Gli addebiti mossi dalla procura guidata da Salvatore de Luca riguardano una vecchia inchiesta di cui Natoli ha chiesto l’archiviazione nel 1992, quando era da pochi mesi diventato pm a Palermo. Si tratta di un’indagine per riciclaggio, nata su input della Procura di Massa Carrara, che lavorava sulle infiltrazioni di Cosa Nostra nelle cave di marmo in Toscana. L’inchiesta riguardava i fratelli Nino e Salvatore Buscemi, imprenditori mafiosi vicini a Totò Riina poi divenuti soci del gruppo Ferruzzi di Raul Gardini, anche davanti ai parlamentari di Palazzo San Macuto.
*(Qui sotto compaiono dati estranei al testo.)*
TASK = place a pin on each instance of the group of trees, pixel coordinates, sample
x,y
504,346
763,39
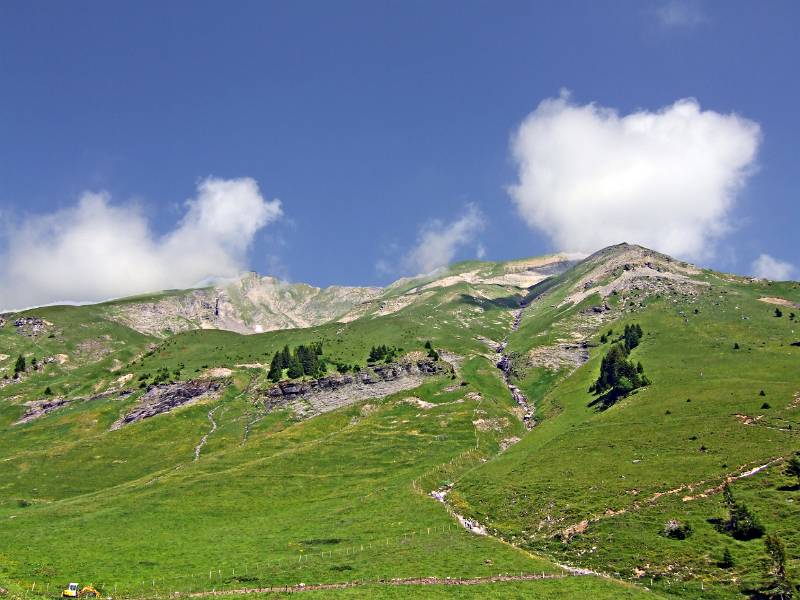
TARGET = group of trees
x,y
741,523
618,375
304,360
630,337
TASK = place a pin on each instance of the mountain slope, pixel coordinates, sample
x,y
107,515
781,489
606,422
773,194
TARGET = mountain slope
x,y
233,476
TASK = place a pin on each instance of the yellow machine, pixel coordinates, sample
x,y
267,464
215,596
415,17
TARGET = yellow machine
x,y
72,591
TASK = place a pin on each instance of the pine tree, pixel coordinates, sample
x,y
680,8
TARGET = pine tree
x,y
727,559
295,368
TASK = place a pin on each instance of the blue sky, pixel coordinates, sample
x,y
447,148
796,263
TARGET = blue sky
x,y
377,124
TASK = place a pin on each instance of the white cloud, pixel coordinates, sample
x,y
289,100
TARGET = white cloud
x,y
767,267
589,177
679,13
97,250
438,242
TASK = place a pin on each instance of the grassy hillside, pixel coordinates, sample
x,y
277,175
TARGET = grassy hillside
x,y
275,499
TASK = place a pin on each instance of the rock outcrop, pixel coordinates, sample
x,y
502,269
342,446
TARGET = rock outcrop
x,y
35,409
30,326
307,399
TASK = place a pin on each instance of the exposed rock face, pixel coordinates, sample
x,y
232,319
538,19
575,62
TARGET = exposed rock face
x,y
619,269
563,355
252,304
311,398
166,397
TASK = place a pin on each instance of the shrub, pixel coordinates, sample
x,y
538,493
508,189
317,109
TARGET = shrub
x,y
741,524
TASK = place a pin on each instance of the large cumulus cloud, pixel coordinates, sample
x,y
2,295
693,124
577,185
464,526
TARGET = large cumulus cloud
x,y
667,179
96,250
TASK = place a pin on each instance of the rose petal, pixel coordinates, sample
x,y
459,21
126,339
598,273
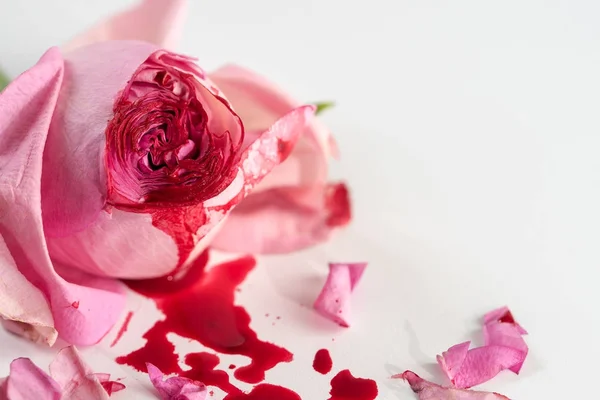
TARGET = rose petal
x,y
452,360
23,308
76,379
282,220
293,207
504,348
26,381
335,298
109,386
258,160
156,21
503,314
176,388
26,108
509,336
430,391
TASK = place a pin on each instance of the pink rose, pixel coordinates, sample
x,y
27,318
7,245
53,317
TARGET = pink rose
x,y
121,159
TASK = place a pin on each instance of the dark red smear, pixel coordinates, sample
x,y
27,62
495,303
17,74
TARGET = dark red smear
x,y
199,305
322,362
123,328
266,392
346,387
203,370
181,223
337,202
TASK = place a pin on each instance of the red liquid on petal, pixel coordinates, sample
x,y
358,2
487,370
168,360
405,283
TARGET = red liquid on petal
x,y
346,387
199,305
203,370
337,202
181,224
123,329
322,362
266,392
Nei mesi scorsi questa vicenda è stata fonte di roventi polemiche: nel settembre del 2023, davanti alla commissione Antimafia, era stata raccontata dall’avvocato Fabio Trizzino, marito di Lucia Borsellino. Dopo aver legato quell’indagine al dossier Mafia e appalti (in realtà si tratta di due vicende separate), il legale aveva accusato Natoli di aver “inspiegabilmente” chiesto di smagnetizzare le intercettazioni dei fratelli mafiosi e distruggere i brogliacci. “Chi ha disposto la distruzione avrebbe dovuto giustificarsi di fronte a Borsellino, se Borsellino fosse sopravvissuto”, aveva sostenuto l’avvocato. “Queste affermazioni denigratorie, tutte clamorosamente destituite di fondamento, attengono a fatti il cui accertamento ritengo risulti indispensabile per il lavoro di questo commissione”, ha detto invece oggi Natoli, che ha passato gli ultimi mesi a ricostruire ogni dettaglio di quella vecchia indagine. Il risultato di questo suo lavoro di ricostruzione è stato esposto prima in un’intervista al Fatto Quotidiano e poi durante un’audizione sempre davanti all’Antimafia.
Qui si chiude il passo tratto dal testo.